The notion that food service is about making people feel cared for—that the service is just as important as the food—pervades the season. While Carmy and Richie’s relationship deteriorates, Sydney, reflecting each character’s loneliness, takes the time to firmly but kindly bring Tina’s (Liza Colón-Zayas) talents up to speed. Colón-Zayas receives a well-deserved highlight on the show in “Napkins,” a flashback episode masterfully filmed by Edebiri that recalls Tina’s journey to working at The Beef. She wanders into the shop in a desperate attempt to find work after being laid off. Richie, sensing Tina’s sadness, gives her a free coffee and sandwich. That gesture of compassion sparks a teary chat with Mikey. “Do you like the work?” she inquires. His frank response: “I like the people.” Tina gets it. He hires her.

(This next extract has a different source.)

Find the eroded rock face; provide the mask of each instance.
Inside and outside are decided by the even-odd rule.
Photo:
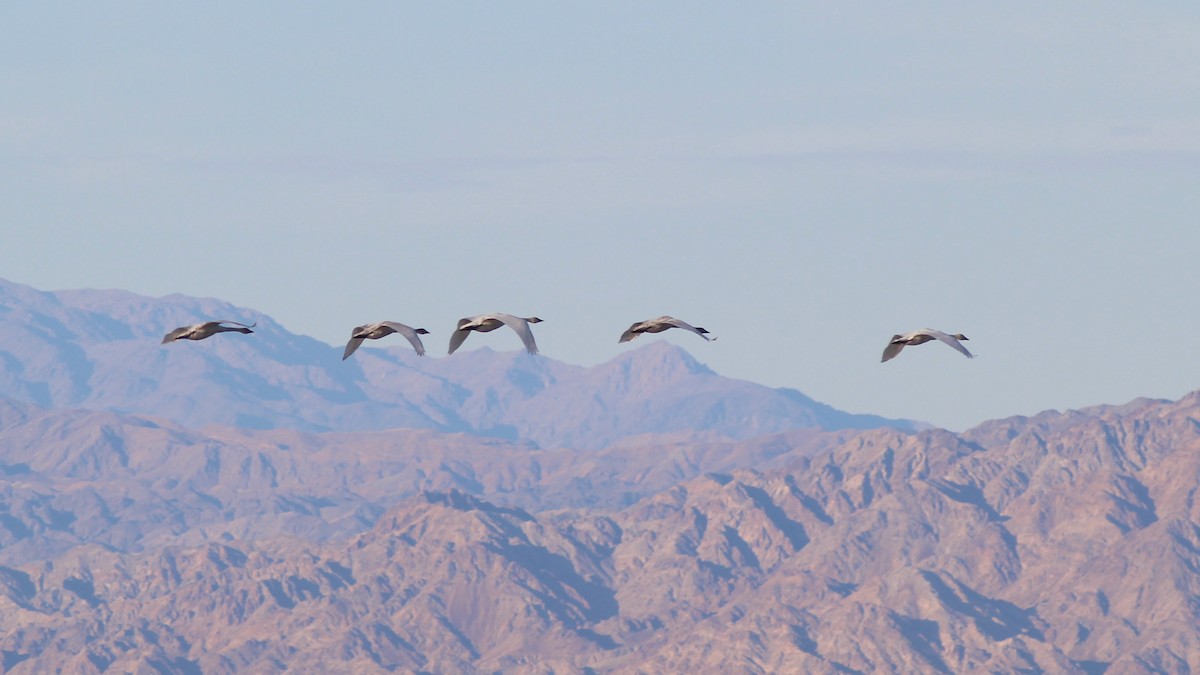
[[[4,404],[0,655],[11,673],[1183,673],[1198,420],[1192,395],[961,435],[578,453]]]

The themes of care and interdependence transcend the kitchen, as they must in a play that celebrates work but recognises that it isn’t everything in life. We witness “dead moms club” members Syd and Marcus realise that, as she puts it, “it’s scary, relying on a person.” Parent-child relationships become a theme, from Tina telling Mikey, “I don’t need to save the world, I just want to feed my kid,” to Richie questioning his place in his daughter’s life now that she’s about to have a stepfather. It all culminates in another great episode, “Ice Chips,” which is largely a two-hander in which Carmy’s sister Sugar (Abby Elliott) is admitted to the maternity hospital with their often-terrible mother, Jamie Lee Curtis’ Donna, because no one else answers the phone when she phones to announce she’s in labour. For the estranged mother and daughter, the Ronettes’ ‘Baby, I Love You’, blasting from Donna’s mobile speakers, says what words cannot.

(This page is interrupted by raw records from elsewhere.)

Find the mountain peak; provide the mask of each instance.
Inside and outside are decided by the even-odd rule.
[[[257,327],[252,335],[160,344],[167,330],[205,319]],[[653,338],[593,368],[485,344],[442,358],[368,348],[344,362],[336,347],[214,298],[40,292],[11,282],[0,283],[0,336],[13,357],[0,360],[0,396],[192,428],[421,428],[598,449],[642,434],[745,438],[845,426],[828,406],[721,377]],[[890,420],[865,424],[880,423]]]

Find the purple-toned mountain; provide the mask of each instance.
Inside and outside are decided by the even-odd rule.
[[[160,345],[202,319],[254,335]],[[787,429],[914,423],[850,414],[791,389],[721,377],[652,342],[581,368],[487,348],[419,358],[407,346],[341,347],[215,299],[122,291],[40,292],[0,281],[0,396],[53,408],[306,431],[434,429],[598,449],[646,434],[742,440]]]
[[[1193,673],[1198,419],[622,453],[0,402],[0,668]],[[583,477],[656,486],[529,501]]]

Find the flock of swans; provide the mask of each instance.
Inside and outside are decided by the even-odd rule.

That is not to argue that generations of emotional traumas are healed in the span of ten television episodes. The Bear’s patient realism sets it apart from so many previous comedies in which damaged characters aspire to become better people, such as Ted Lasso, Schitt’s Creek, and Shrinking. Despite a few epiphanies, the season fails to address its main conflicts. Tina has yet to become a master chef. Richie has yet to truly show up for his ex. Syd is yet to face the most difficult decision of her career.

Carmy may be beginning to understand that the culinary dictum whatever grows together, goes together applies to more than simply produce. But, like a young tomato plant thrusting its stem out of the earth, he still has a lot of growing to go.